Full of meaning are His words, “If you know these things, happy are you if you do them.” John 13:17. Words are of no value unless they are accompanied with appropriate actions. This is the lesson taught in the parable of the two sons.

This parable was spoken at Christ’s last visit to Jerusalem before His death. He had driven out the buyers and sellers from the temple. His voice had spoken to their hearts with the power of God. Amazed and terrified, they had obeyed without excuse or resistance.

When their terror was abated, the priests and elders, returning to the temple, found Christ healing the sick and the dying. They heard the voice of rejoicing and the song of praise. In the temple itself the children who had been restored to health were waving palm branches and singing hosannas to the Son of David. Voices were singing the praises of the mighty Healer.

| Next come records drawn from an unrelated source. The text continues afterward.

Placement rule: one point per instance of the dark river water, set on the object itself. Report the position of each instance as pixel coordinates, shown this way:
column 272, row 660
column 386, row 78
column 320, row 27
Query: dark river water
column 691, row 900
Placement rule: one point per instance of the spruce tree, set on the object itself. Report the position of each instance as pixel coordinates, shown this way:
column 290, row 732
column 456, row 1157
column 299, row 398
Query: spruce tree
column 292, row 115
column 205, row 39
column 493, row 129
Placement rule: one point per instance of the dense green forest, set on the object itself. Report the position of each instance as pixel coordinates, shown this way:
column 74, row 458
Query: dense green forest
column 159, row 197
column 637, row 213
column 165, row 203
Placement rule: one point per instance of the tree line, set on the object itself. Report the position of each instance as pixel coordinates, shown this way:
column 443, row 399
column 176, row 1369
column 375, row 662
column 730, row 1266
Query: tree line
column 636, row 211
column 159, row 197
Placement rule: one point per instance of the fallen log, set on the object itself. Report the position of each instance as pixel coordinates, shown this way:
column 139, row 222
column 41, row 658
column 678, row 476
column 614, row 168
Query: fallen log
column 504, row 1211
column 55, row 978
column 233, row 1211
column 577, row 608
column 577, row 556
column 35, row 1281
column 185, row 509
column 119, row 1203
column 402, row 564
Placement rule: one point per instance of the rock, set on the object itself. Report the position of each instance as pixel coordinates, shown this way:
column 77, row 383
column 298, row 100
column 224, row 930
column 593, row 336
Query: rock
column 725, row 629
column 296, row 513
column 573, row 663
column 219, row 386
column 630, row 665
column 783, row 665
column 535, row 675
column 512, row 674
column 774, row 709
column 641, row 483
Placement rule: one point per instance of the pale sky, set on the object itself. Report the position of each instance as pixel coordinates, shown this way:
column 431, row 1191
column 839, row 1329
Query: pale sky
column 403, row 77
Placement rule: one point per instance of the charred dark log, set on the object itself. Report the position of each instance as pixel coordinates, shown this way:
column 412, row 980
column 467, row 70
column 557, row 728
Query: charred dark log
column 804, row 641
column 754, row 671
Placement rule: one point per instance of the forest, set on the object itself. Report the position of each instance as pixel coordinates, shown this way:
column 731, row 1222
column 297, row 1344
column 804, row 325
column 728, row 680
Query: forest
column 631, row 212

The priests and elders had had unmistakable evidence of Christ’s power. In His cleansing of the temple they had seen Heaven’s authority flashing from His face and the power of His words. In His wonderful deeds of healing He had given evidence of His authority which could not be controverted.

Jesus knew that if they could not recognize God in Him or see in His works the evidence of His divine character, they would not believe His own testimony that He was the Christ. In His answer He evades the issue they hope to bring about and turns the condemnation upon themselves.

“I also will ask you one thing,” He said, “which if you tell Me, I will tell you by what authority I do these things. The baptism of John, whence was it? from heaven, or of men?”

The priests and rulers were perplexed. “They reasoned with themselves, saying, If we say, from heaven, He will say unto us, Why did you not then believe him? But if we say, Of men, we fear the people; for all hold John as a prophet. They saw the position they were in, and lied, “We can not tell.” And He said unto them, Neither tell I you by what authority I do these things.”

John the Baptist had borne witness of the One whose authority they were now questioning. He said, “Behold the Lamb of God, which taketh away the sin of the world.” John 1:29. He had baptized Him, and after the baptism, as Christ was praying, the heavens were opened, and the Spirit of God like a dove rested upon Him, while a voice from heaven was heard saying, “This is My beloved Son, in whom I am well pleased.” Matthew 3:17.